Tuesday, November 26, 2013

Persiapan BPJS, 26 Puskesmas Dikucuri Rp 21,3 Miliar

Guna mempersiapkan pelayanan Badan Penyelengaraan Jaminan Sosial (BPJS) Pemkab Semarang berencana mengucurkan anggaran Rp 21,3 miliar melalui APBD penetapan 2014. Dana tersebut kedepan akan dialokasikan untuk mendukung pelayanan di 26 puskesmas.
Ketua Badan Anggaran DPRD Kabupaten Semarang, Bambang Kusriyanto menyebutkan, bila dirinci alokasi tersebut akan dibagi menjadi dua bagian. Di antaranya Rp 11,3 miliar untuk mendukung pelaksanaan program jaminan sosial di 26 puskesmas dan Rp 10 miliar rencananya akan digunakan untuk Puskesmas di Tengaran.

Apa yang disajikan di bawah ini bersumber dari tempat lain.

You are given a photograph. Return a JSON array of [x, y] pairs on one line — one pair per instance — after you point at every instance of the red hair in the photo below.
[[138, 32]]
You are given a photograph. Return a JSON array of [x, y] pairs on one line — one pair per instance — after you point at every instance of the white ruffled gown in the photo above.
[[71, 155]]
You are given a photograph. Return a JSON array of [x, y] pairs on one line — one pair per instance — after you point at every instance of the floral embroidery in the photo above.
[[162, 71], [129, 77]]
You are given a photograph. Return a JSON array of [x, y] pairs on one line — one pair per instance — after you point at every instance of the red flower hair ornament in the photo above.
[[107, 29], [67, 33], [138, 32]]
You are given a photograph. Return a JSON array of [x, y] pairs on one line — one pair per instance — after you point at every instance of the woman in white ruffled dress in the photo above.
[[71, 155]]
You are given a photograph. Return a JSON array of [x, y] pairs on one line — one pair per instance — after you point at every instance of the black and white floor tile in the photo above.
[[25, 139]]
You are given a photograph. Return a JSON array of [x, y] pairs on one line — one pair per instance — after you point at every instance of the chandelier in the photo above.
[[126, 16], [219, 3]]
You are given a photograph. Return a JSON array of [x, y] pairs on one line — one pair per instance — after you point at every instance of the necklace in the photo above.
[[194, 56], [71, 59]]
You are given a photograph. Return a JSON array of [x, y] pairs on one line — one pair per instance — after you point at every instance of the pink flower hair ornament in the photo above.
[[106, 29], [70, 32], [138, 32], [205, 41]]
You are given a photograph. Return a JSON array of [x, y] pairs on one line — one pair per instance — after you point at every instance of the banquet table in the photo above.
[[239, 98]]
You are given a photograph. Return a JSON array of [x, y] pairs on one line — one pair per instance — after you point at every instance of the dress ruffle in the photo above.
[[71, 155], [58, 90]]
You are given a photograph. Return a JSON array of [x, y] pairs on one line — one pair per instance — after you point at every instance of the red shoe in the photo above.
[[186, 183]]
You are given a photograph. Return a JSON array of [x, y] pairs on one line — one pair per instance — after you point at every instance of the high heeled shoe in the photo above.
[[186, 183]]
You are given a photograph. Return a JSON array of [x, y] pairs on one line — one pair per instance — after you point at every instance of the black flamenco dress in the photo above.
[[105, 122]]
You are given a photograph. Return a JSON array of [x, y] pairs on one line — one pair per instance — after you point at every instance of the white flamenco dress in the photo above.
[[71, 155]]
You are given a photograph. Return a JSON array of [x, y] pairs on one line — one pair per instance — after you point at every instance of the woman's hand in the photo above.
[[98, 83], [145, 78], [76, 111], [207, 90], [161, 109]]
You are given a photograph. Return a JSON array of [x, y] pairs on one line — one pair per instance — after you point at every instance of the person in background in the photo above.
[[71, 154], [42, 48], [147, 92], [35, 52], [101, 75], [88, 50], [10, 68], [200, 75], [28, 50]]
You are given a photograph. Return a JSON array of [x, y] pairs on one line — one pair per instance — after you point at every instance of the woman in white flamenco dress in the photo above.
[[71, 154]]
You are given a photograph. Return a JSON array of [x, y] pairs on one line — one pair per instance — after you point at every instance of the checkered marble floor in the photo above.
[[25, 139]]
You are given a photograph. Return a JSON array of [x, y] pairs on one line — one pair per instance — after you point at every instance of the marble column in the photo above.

"Kami sudah setujui alokasi dana itu. Untuk Puskesmas Tengaran disamping alat kesehatan, nantinya akan ditambah ruangannya dengan cara memperluas lahan," ujar Bambang, Senin (25/11).
Pihaknya berharap, Pemkab Semarang bisa menyiapkan sarana dan prasarana pendukung BPJS termasuk mempersiapkan sumber daya manusianya. Pasalnya, jika dilihat ketentuannya ada 155 jenis penyakit yang harus ditangani melalui program BPJS.
"Program Jamkesmas dan Jamkesmas masih berlaku hingga 2016. Kekurangan tenaga medis harus dipenuhi dahulu agar tidak menghambat pelayanan pasien," tegasnya.
Sementara itu, Ketua Komisi D DPRD Kabupaten Semarang The Hok Hiong menjelaskan, Puskesmas Tengaran nantinya akan menjadi puskesmas super. Artinya sarana dan tenaga yang ada bisa melayani kebutuhan dasar BPJS. Dengan demikian, pihaknya menganjurkan ada penambahan tempat tidur dan peningkatan kualitas pelayanan terhadap pasien.
"Puskesmas Tengaran bukan sebagai rumah sakit, karena kalau rumah sakit nantinya tidak bisa menerima 155 jenis penyakit. Harapan saya, nantinya masyarakat Kabupaten Semarang bagian selatan akan mudah mendapatkan layanan kesehatan," jelasnya.